The data that went into this report has been presented in conference after conference over the last 5 years, and to my knowledge, no one has ever refuted it or tried to minimise it.

It is information such as this that led, this year, to the creation of a Treaty on the Prohibition of Nuclear Weapons which opens for signature on the 20th of September during the UN General Assembly gatherings.

Even from the moment of its approval, diplomats from the USA, France and the UK rushed to tell the world’s media, “We do not intend to sign, ratify or ever become party to it.”

They added, “Accession to the ban treaty is incompatible with the policy of nuclear deterrence, which has been essential to keeping the peace in Europe and North Asia for over 70 years.”

So what is this nuclear deterrence argument of which they speak?  Let’s look into this.

The most compelling argument against nuclear deterrence was written by US author, Ward Wilson, in his excellent book, “Five Myths about Nuclear Weapons”.  In it he systematically destroys, not only the myth that the Hiroshima and Nagasaki bombs were what led Japan to surrender at the end of World War II, but he also shreds the arguments used to support nuclear deterrence.

Just ask yourself, how did deterrence stop the USSR stationing bombs in Cuba?  The Korean War, the Vietnam War, the Iraq War and the Falklands War; none of these wars were prevented by one side or both possessing nuclear weapons.

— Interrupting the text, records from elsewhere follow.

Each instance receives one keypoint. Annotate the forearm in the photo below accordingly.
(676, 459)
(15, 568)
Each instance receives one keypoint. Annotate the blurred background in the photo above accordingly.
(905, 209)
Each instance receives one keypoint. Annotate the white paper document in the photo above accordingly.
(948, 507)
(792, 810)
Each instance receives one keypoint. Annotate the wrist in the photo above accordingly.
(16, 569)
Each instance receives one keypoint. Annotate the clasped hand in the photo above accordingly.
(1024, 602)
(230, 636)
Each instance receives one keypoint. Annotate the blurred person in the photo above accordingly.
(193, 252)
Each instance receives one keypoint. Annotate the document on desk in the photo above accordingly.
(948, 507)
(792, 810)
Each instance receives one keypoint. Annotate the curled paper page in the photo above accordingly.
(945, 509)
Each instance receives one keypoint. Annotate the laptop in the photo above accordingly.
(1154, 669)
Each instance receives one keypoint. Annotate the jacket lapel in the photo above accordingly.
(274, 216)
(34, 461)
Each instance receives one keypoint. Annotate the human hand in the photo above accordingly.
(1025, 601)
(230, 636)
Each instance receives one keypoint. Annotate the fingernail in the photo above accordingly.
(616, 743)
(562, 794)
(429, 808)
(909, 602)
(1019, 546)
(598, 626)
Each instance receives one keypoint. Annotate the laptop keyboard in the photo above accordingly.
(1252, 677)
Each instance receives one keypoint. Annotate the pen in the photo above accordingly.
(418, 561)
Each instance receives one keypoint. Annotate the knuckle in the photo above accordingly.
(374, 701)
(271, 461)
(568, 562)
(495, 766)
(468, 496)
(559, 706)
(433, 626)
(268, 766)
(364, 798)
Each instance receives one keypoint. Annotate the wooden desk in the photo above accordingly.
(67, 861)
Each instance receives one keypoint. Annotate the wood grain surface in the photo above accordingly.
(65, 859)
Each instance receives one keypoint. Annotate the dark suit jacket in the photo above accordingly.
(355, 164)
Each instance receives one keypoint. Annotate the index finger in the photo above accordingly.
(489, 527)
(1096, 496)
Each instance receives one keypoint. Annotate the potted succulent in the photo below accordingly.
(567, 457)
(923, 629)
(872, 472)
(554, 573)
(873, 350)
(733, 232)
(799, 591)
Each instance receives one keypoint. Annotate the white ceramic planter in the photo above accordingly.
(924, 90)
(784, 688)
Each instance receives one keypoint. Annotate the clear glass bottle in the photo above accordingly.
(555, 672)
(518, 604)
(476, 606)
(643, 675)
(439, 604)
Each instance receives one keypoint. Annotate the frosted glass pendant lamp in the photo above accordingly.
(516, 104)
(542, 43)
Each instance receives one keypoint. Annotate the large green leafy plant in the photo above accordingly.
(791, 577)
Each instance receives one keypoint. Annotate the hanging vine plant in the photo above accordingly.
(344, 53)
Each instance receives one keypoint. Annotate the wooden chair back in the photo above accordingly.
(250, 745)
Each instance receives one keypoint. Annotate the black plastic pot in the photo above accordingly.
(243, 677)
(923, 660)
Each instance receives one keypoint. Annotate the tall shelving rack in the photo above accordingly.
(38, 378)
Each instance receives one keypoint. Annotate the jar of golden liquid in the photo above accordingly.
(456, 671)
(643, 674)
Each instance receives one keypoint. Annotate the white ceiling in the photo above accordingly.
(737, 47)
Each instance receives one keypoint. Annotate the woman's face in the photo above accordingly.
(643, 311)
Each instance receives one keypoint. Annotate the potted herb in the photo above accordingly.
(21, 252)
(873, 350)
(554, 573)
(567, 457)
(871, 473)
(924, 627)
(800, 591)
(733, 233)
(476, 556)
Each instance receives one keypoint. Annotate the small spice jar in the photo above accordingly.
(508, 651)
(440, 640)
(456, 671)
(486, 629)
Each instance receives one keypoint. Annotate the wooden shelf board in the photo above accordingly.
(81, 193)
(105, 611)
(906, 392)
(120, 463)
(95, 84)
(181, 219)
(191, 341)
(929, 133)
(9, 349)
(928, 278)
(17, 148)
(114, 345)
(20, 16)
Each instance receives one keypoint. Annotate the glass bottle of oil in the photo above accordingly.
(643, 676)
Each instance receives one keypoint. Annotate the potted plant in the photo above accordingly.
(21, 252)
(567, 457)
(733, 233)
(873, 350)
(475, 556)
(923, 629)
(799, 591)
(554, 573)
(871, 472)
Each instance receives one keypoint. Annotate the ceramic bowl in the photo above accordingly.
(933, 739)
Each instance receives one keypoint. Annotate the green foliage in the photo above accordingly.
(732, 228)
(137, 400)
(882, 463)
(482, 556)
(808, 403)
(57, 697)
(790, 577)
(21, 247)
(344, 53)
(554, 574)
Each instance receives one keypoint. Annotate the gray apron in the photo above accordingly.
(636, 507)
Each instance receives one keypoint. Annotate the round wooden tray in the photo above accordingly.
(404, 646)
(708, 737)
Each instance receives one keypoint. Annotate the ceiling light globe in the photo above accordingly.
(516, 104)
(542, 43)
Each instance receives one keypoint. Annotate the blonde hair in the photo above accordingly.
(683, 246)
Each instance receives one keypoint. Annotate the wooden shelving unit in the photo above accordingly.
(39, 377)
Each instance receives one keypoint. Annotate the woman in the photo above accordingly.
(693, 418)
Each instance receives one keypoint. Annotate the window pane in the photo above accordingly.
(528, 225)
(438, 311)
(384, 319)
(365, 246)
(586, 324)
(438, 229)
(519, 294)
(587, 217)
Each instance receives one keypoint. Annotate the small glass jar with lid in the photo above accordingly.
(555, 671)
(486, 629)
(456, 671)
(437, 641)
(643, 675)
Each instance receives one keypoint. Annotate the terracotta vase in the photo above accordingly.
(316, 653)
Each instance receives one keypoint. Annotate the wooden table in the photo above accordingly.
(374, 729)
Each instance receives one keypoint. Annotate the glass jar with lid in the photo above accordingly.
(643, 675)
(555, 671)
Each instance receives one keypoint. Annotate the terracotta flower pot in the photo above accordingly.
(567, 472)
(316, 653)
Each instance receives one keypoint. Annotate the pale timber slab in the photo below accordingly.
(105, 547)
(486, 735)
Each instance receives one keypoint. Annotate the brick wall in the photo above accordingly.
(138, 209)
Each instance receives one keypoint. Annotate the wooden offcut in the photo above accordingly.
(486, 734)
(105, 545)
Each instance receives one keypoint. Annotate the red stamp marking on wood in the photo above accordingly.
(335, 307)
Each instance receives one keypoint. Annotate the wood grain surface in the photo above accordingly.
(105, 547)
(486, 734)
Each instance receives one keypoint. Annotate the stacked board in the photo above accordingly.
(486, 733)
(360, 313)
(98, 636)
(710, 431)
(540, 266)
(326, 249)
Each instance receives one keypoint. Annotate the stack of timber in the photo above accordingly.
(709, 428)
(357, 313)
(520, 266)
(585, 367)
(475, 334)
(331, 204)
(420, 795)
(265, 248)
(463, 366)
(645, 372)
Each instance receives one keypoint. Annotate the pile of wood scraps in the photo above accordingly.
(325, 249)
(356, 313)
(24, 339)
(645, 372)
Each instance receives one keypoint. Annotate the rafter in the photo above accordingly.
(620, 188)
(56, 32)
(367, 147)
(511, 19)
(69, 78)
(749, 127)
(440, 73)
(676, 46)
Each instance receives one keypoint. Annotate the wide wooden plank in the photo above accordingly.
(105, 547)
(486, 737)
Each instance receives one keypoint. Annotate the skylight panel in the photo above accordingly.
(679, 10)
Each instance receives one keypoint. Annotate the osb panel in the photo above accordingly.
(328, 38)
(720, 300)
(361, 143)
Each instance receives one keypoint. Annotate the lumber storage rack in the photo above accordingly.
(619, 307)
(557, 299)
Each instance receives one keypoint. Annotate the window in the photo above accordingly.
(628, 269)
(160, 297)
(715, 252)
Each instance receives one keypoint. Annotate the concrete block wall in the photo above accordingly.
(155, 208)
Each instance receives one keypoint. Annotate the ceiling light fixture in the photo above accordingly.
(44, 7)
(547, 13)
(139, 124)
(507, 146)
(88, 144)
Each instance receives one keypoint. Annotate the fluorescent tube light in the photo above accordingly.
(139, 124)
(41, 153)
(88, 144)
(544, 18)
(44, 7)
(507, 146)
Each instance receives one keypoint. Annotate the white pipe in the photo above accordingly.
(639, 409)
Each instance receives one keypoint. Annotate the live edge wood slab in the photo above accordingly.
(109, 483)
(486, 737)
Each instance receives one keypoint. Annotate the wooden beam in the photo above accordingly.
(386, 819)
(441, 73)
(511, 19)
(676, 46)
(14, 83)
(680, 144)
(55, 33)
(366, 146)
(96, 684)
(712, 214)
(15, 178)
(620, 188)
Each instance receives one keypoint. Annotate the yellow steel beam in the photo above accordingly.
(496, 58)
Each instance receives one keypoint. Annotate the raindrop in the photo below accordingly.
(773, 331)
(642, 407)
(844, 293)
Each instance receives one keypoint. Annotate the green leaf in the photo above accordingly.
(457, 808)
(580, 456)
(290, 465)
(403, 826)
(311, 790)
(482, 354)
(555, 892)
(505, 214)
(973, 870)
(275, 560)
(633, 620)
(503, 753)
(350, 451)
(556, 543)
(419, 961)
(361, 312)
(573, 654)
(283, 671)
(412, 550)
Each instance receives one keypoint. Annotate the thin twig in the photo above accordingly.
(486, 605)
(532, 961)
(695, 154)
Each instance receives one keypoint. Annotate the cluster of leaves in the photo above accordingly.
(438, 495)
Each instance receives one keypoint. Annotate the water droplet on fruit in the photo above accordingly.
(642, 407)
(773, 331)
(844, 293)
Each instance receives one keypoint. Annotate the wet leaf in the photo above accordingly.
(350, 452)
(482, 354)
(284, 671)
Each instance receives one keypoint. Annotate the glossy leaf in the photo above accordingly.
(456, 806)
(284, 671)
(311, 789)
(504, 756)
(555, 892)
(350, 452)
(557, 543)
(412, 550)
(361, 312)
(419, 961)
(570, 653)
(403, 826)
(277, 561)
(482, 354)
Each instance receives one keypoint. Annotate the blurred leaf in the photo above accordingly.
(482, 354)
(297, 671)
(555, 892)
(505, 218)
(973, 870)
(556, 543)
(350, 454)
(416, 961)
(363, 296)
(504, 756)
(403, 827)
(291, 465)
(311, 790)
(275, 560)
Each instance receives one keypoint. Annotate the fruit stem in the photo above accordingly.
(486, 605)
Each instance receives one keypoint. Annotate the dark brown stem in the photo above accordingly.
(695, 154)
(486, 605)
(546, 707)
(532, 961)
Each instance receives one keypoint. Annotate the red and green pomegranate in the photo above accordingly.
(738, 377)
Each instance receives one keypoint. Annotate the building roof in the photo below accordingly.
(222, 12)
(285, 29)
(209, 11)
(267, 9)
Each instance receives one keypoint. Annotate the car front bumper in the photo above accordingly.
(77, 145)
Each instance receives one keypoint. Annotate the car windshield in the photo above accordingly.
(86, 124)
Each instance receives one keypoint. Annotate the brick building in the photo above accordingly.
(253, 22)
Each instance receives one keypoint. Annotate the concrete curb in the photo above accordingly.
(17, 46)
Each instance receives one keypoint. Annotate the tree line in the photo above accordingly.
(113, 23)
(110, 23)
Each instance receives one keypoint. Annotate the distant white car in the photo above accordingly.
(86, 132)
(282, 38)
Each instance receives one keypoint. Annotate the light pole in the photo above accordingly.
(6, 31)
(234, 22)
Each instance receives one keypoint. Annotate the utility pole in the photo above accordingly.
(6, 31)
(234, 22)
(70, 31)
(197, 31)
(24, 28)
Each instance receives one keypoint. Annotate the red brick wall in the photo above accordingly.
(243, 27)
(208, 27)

The dogmatic repetition by nuclear-armed states of “nuclear deterrence” has more to do with their own feelings of self-importance at their ability to destroy the planet, than a real consideration for the security of their own citizens.

So, as the Ban Treaty opens for signature, it is incumbent on all of us who oppose nuclear weapons to be able to point out these facts, and when we encounter those who would keep nuclear weapons, we have to ask them in which scenario they will use nuclear weapons?

Because, one nuclear weapon dropped on New York, London, Paris, Moscow, Beijing, Mumbai or Karachi would be enough to kill 6 million people.  And if this kind of statistic doesn’t warrant comparison with Nazism, then nothing does.